From Greg Hill
Subject Re: Ambari 2.0 DECOMMISSION
Date Thu, 14 May 2015 18:46:42 GMT
Some further testing results:

1. Turning on maintenance mode beforehand didn't seem to affect it.
2. The datanodes do go to decommissioning briefly before they go back to live, so it is at
least trying to decommission them.  Shouldn't they go to 'decommissioned' after it finishes
3. Some operation I'm doing (either stop host components or deleting host components) is causing
Ambari to automatically do a request like this for each node that's been decommissioned:
Remove host slave-6.local from exclude file
When that's done is when they get marked "dead" by the Namenode.
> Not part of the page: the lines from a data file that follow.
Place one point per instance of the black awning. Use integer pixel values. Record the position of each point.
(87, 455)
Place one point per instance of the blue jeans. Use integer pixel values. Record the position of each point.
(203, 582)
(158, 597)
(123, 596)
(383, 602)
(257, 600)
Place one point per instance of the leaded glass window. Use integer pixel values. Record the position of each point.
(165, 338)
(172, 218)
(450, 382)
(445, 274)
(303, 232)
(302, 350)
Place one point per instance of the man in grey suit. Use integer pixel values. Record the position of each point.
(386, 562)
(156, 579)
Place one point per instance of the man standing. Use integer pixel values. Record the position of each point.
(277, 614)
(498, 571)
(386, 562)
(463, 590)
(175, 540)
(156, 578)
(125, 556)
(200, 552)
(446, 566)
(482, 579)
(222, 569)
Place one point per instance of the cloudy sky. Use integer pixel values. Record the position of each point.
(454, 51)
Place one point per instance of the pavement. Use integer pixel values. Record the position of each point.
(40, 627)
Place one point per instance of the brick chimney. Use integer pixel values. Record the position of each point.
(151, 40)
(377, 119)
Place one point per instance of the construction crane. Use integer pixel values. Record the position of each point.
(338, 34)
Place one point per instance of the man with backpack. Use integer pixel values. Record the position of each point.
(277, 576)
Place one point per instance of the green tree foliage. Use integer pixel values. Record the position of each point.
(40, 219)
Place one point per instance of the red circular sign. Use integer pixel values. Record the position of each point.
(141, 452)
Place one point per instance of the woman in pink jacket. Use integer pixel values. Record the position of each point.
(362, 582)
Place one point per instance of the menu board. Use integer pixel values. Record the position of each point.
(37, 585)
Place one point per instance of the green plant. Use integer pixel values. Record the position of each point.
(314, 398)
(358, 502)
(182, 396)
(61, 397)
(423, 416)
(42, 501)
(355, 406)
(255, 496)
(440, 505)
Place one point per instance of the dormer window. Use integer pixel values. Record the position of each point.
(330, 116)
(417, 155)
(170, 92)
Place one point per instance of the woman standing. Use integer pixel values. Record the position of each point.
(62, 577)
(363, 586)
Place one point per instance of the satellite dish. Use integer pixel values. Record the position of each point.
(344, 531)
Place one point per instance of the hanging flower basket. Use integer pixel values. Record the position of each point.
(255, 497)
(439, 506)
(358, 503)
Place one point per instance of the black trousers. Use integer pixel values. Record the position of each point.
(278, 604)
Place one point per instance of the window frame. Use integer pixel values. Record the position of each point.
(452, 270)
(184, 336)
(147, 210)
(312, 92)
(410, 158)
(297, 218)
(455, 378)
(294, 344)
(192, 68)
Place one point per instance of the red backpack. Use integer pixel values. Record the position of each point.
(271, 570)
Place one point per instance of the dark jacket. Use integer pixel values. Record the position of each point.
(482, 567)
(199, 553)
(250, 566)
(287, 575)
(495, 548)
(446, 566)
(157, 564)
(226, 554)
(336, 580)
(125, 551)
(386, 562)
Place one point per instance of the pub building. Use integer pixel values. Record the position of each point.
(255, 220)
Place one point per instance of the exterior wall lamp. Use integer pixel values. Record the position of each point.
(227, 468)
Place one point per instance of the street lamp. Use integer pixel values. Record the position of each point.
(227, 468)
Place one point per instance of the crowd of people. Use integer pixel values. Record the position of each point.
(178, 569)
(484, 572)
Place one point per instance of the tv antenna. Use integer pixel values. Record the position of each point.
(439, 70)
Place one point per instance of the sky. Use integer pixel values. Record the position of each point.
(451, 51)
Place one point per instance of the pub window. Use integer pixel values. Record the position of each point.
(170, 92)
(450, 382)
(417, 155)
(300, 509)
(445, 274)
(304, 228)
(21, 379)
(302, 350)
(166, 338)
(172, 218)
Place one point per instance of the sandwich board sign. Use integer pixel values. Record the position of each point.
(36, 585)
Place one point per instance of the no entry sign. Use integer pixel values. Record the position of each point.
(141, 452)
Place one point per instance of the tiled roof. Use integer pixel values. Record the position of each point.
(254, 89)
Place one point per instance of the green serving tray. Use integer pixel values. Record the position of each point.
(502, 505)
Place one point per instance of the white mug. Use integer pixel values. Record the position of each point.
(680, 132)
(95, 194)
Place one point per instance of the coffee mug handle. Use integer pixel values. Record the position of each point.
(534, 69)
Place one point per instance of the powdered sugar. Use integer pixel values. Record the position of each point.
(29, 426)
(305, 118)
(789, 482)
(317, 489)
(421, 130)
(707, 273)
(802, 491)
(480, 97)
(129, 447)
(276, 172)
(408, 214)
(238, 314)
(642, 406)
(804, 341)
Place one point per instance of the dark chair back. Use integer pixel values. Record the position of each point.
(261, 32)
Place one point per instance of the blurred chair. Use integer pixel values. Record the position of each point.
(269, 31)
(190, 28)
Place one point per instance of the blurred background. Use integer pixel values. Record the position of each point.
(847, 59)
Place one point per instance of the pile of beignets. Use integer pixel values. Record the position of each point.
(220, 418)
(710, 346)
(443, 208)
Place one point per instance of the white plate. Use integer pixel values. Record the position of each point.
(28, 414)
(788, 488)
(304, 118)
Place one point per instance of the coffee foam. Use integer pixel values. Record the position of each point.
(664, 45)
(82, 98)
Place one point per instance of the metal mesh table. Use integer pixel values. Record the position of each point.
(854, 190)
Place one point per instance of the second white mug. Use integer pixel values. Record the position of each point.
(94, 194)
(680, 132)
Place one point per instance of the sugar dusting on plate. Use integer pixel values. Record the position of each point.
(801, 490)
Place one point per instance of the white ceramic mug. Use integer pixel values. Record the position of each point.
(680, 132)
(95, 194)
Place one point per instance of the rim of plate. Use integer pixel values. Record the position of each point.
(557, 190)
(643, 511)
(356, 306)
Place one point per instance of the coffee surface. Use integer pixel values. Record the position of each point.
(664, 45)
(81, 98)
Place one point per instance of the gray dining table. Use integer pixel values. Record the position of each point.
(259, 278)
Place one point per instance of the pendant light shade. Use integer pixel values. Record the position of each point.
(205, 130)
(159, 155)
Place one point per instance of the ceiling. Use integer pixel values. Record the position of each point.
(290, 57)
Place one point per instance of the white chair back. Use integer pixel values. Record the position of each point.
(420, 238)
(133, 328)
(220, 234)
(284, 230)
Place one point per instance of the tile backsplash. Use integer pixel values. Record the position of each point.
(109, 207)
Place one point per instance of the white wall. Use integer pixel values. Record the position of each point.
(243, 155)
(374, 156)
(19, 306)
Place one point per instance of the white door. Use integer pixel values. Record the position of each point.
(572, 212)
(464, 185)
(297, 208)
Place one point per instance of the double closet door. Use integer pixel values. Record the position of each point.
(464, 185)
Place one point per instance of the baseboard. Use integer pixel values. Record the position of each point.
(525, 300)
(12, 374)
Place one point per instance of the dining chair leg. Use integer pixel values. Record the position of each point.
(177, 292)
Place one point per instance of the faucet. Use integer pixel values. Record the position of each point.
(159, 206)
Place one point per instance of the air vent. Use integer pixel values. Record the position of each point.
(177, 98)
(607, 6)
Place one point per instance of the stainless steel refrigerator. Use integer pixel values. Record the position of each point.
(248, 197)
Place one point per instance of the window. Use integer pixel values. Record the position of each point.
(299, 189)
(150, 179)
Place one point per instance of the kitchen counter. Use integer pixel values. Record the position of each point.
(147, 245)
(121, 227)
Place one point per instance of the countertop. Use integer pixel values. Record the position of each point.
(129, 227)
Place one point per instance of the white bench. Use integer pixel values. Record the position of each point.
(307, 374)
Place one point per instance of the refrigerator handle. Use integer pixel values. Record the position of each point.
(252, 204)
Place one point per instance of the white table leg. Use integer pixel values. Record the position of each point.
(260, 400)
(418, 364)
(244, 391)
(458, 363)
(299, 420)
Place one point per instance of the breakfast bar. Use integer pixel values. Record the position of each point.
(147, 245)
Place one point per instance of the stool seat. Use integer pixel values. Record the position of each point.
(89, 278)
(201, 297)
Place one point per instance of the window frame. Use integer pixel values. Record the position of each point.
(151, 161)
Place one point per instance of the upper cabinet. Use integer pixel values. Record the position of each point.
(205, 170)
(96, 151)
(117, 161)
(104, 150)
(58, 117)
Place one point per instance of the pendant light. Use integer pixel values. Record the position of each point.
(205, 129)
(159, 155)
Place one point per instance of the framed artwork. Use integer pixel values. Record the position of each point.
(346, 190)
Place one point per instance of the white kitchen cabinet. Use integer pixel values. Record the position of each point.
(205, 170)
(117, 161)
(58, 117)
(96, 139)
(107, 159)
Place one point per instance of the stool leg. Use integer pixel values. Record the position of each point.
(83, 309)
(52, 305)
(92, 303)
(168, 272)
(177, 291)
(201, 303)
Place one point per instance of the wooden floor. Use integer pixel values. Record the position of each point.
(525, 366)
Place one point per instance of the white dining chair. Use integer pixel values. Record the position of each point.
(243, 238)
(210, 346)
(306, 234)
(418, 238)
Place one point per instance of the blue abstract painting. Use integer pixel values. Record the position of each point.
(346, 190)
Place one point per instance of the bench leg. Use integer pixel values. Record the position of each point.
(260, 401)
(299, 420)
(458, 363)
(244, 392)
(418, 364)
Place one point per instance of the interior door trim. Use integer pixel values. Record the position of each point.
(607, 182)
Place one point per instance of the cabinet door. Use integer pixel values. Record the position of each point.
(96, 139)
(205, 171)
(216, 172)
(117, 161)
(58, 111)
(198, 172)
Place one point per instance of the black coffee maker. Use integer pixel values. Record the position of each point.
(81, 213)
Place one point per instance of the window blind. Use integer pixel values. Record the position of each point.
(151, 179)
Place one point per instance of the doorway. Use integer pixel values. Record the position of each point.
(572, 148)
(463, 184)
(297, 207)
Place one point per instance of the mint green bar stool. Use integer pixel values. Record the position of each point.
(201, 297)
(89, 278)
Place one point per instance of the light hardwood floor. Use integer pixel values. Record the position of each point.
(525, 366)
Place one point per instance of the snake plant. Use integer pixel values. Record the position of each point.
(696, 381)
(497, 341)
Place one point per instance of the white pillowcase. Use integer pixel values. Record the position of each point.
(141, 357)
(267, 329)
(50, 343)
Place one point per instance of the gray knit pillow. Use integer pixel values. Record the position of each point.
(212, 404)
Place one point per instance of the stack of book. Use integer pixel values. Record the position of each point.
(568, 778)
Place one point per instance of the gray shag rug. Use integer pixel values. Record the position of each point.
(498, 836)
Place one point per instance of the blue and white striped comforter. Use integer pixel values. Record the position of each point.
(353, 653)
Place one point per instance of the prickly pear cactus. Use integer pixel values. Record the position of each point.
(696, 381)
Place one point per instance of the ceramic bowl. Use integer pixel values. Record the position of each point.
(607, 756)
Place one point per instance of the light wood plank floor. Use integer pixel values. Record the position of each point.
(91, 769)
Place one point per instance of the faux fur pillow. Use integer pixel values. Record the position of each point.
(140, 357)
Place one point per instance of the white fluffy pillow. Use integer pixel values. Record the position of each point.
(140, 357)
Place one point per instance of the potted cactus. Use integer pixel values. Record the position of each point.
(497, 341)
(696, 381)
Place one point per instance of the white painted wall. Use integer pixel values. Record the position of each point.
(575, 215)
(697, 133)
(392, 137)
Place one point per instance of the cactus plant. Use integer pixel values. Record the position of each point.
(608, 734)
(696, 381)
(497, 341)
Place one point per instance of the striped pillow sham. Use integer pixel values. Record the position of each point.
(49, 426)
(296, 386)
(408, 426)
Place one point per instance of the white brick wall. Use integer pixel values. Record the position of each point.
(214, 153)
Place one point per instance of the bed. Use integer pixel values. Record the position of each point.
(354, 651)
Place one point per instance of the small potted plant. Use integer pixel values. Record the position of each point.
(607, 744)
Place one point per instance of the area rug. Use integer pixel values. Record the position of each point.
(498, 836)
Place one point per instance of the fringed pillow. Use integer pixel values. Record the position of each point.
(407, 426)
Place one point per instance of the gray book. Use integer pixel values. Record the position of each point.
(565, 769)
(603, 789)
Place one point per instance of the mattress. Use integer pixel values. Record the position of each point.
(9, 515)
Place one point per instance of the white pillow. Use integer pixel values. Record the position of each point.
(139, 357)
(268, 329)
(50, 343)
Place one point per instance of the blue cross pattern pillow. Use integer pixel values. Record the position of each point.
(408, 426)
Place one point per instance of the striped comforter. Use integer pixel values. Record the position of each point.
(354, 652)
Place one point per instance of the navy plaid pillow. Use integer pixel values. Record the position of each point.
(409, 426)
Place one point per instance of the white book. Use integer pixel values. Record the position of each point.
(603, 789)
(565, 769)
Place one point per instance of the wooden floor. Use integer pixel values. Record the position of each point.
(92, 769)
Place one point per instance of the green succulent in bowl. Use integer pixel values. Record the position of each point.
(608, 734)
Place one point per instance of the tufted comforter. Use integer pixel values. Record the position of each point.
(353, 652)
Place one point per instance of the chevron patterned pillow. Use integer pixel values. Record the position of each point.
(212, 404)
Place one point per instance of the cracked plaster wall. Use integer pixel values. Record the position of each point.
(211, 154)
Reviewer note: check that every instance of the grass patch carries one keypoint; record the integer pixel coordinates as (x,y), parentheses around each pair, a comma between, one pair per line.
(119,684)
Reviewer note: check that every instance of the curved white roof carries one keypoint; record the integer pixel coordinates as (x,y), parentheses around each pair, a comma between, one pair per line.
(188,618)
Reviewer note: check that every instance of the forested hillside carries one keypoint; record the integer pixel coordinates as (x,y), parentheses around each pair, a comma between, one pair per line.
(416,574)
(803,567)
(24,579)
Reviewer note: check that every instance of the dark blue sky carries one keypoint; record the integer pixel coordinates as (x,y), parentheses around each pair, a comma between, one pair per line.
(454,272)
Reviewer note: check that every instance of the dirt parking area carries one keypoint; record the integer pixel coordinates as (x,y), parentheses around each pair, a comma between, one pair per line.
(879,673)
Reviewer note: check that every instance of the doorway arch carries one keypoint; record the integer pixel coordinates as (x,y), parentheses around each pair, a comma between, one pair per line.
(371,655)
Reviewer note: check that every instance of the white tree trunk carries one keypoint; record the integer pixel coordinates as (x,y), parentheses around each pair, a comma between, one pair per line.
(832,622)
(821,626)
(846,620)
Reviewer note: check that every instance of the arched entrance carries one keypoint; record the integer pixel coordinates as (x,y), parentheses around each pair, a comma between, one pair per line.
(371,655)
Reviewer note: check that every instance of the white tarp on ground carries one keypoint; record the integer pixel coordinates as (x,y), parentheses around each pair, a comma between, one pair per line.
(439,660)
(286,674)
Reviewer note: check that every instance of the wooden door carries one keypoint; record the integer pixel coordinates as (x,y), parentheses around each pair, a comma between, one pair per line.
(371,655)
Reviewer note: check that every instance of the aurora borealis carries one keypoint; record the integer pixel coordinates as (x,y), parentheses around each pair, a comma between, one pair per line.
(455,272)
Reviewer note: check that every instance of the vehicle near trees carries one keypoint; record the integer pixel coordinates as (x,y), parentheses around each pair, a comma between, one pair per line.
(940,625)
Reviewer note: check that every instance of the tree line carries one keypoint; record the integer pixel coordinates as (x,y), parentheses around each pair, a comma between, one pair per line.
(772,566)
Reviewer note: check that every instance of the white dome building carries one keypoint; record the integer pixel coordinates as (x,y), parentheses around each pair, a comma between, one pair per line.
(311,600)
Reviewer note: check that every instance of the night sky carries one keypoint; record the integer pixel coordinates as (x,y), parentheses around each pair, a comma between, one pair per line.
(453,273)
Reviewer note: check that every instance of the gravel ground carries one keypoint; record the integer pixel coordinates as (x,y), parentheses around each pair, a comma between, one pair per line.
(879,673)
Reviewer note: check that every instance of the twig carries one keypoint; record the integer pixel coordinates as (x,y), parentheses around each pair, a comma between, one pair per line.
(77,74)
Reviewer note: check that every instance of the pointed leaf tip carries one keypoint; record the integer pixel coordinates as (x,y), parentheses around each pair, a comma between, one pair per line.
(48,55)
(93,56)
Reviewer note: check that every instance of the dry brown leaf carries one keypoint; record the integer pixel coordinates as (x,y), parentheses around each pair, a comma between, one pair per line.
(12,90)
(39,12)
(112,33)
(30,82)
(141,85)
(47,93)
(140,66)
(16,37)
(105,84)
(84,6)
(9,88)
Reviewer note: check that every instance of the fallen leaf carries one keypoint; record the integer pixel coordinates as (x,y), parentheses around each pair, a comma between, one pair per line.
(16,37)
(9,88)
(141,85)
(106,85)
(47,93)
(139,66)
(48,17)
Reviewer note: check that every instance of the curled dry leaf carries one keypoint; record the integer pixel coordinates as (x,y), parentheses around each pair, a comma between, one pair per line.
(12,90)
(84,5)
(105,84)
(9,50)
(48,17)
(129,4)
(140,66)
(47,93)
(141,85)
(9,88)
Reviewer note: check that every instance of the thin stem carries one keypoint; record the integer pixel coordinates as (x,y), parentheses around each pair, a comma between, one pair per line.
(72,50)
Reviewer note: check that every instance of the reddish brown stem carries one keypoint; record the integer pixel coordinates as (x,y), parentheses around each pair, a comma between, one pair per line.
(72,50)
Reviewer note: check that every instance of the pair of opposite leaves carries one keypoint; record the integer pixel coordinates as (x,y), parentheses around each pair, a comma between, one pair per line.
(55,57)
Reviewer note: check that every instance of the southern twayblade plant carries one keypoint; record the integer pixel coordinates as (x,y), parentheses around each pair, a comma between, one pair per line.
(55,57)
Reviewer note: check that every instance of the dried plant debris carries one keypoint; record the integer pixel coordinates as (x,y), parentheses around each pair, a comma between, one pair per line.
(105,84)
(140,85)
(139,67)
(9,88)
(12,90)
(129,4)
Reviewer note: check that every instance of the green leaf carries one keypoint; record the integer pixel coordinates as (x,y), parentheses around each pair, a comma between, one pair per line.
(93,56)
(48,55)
This worked fine in Ambari 1.7, so I'm guessing the "remove host from exclude file" thing
is what's breaking it as that's new.  Is there some way to disable that?  Can someone explain
the rationale behind it?  I'd like to be able to remove nodes without having to restart the


Did anything change with DECOMISSION in the 2.0 release?  The process appears to decommission
fine (the request completes and says it updated the dfs.exclude file), but the datanodes aren't
decommissioned and HDFS now says they're dead and I need to restart the Namenode.  For YARN,
the nodemanagers appear to have decommissioned ok and are in decommissioned status, but it
says I need to restart the resource manager (this didn't used to be the case in 1.7.0).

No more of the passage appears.